When keys collide, then the search order you get depends on the
implementation
of the sorting algorithm; note that it doesn’t matter whether or not the
sort
is a stable sort - you get whatever order the sort function ends up with
when
given identical keys. (note that it appears that ruby’s sort_by is
stable, but
that’s irrelevant; you could replace “sort_by” with “reverse.sort_by”
and you’d
still get bias, just bias in a different way)
When keys don’t collide, the sorting algorithm is irrelevant. (well, so
long as
the algorithm works at all) All sorting algorithms will end up putting
the
list in the same order given that collection of keys.
Now, some empirical numbers as evidence. First let’s try the algorithm
I claim
is unbiased. Let’s see what the first number is when shuffling (1…3):
irb(main):024:0> a = Hash.new(0); 99999.times {
a[(1…3).sort_by{rand}[0]] +=
1}; a
=> {1=>33348, 2=>33393, 3=>33258}
Note that each value has approximately the same likelihood, as we would
expect.
I suppose we could go and do a chi-squared test on the results, but I’m
willing
to just eyeball it and say that that’s a good result. I’ll note that
the
average initial value is 1.99909999099991, which is really close to 2.
Now let’s try the algorithm which the Haskell paper was talking about,
and which
I said was biased:
irb(main):028:0> a = Hash.new(0); 99999.times {
a[(1…3).sort_by{rand(3)}[0]] +=
1}; a
=> {1=>52017, 2=>18490, 3=>29492}
Note how comparatively unlikely it is to get a 2 first. The average
initial
value is around 1.77.
Note that this bias lessens as the array (and therefore, the pool of
keys) grows
larger. The Haskell paper, when demonstrating bias, used an array of
size two.
For sorting purposes, though, the particular range of
the keys is irrelevant, all that matters is that the keys are
comparable (you could use strings if you felt like it, too).
Except, as I’ve pointed out, no. It’s all about how likely you are to
get key
collisions. With a limited integer range to choose from, the chance is
comparatively high.
Regarding whether or not bias actually exists, I didn’t say that the
sorting implementation is definitely going to be biased, merely that
implementations which rely on a sort are potentially biased
depending on the underlying sorting algorithm.

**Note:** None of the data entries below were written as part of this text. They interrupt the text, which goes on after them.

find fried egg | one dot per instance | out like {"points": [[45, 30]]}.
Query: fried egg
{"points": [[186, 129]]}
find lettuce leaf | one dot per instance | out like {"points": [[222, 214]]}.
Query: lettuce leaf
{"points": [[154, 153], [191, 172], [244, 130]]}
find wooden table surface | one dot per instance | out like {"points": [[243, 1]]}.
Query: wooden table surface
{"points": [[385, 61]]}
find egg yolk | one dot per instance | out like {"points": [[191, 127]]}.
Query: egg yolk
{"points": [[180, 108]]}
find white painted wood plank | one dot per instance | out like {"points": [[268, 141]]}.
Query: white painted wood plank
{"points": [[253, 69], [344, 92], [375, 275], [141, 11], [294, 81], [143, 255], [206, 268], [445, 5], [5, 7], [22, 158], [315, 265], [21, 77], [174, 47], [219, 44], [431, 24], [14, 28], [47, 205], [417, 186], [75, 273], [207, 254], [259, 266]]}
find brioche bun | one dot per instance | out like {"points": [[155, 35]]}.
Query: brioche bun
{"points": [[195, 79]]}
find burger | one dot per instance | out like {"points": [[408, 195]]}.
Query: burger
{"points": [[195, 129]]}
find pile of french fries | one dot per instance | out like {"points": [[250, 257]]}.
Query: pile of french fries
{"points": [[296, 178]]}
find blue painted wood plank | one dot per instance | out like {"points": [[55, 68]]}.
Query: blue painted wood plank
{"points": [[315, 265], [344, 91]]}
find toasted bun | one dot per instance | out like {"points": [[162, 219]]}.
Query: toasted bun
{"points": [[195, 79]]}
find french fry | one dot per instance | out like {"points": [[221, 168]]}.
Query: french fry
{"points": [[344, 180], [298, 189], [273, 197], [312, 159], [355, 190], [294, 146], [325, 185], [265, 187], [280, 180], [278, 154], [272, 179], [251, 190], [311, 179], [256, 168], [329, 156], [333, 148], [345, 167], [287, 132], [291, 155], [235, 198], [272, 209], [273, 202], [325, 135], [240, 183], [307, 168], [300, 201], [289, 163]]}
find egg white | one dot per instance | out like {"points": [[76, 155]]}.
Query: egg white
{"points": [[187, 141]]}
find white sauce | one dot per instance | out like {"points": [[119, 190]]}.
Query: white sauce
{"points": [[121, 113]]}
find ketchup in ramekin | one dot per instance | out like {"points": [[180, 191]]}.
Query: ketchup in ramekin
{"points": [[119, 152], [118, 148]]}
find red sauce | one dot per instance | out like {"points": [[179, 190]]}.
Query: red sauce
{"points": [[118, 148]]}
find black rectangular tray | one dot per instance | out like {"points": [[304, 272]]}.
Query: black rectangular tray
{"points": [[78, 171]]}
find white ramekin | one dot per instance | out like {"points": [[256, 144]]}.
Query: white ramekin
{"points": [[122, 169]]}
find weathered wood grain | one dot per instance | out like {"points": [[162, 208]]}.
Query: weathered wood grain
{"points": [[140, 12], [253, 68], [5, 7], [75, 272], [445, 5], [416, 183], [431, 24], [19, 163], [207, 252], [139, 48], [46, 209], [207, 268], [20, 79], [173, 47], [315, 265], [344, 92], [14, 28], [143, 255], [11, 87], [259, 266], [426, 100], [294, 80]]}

Actually, the sort_by shuffling algorithm with a high chance of key
collision is
biased regardless of the details of the underlying sorting algorithm.
Let’s
take a two element list, as the haskell paper did, and consider two
possible
sorting algorithms for sorting two-element lists:
ALGORITM A: if a[0].key >= a[1].key then a.reverse else a end
ALGORITM B: if a[0].key > a[1].key then a.reverse else a end
In fact, every sorting algorithm is going to be equivalent to one of
these when
applied to a two element list. (because, given equal keys, there are
only two
choices for what to do with the list)
Now, let’s look at what happens when we use %w(x y).sort_by{rand(2)}:
1/4 of the time: The keys chosen are [0,1] - both algorithms produce
%w(x y)
1/4 of the time: The keys chosen are [1,0] - both algorithms produce
%w(y x)
1/2 of the time: The keys chosen are the same.

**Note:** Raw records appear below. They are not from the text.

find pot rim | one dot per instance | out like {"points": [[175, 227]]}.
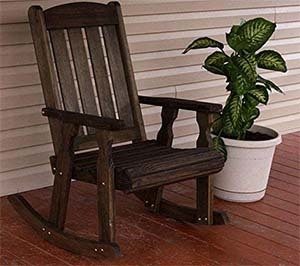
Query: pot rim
{"points": [[252, 144]]}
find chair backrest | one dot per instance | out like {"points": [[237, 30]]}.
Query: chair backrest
{"points": [[85, 66]]}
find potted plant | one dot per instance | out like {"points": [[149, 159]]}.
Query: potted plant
{"points": [[249, 148]]}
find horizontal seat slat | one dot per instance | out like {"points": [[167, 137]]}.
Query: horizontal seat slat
{"points": [[149, 164], [173, 161]]}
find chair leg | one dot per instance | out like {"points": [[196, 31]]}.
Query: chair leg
{"points": [[151, 197], [63, 175], [105, 189], [204, 200]]}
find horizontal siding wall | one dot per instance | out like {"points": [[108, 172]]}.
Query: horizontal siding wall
{"points": [[157, 32]]}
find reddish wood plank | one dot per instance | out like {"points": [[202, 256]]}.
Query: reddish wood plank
{"points": [[293, 152], [285, 178], [282, 185], [281, 204], [265, 233], [264, 256], [280, 159], [248, 213], [277, 193], [286, 169]]}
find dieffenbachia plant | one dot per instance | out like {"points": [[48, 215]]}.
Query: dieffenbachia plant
{"points": [[247, 88]]}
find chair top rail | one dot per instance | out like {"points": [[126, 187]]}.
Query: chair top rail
{"points": [[81, 14]]}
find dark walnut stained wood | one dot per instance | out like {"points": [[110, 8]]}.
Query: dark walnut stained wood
{"points": [[203, 107], [82, 106], [149, 164], [84, 119], [64, 239], [82, 14]]}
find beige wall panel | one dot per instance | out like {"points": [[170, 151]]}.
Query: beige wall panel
{"points": [[25, 179], [27, 157], [21, 97], [24, 117], [24, 137]]}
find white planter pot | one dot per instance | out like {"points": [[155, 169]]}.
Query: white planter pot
{"points": [[245, 175]]}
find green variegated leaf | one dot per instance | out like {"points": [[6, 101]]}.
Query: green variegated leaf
{"points": [[215, 63], [219, 145], [228, 129], [234, 108], [260, 94], [203, 42], [256, 32], [269, 84], [235, 41], [272, 60], [240, 85], [250, 102], [247, 66], [250, 36]]}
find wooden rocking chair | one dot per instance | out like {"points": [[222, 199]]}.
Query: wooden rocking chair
{"points": [[90, 105]]}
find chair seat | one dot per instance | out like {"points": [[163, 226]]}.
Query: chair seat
{"points": [[148, 164]]}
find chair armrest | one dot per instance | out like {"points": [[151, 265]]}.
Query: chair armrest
{"points": [[203, 107], [84, 119]]}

Algorithm A produces %w(y x)
Algorithm B produces %w(x y)
That is, a system with an algorithm A-type sort will produce %w(y x)
three-fourths of the time. A system with an algorithm B-type sort will
produce
%w(x y) three-fourths of the time. Both systems are biased, and only
algorithm
B-type systems have a stable sort.
Note that if we threw out and re-shuffled all the cases where there’s
any key
collision, we’d have an unbiased shuffle regardless of sorting
algorithms.
We’d also have to reshuffle a two-element list an average of two times
each
time we wanted a proper shuffle, a three-element list 4.5 times on
average, a
four element list 10.67 times, and an n-element list n**n / n! times.
Not
something you want to do.
difference would be if they were in C.
Ew. I meant “efficient”. In any case, it’s nice to see results that
agree with
the theory. I has suspected that the sort_by method might prove faster
because
a large proportion of its computation is done in C (the actual sort) as
compared to the all-ruby F-Y shuffle.
I gotta get a ruby translation of my sig.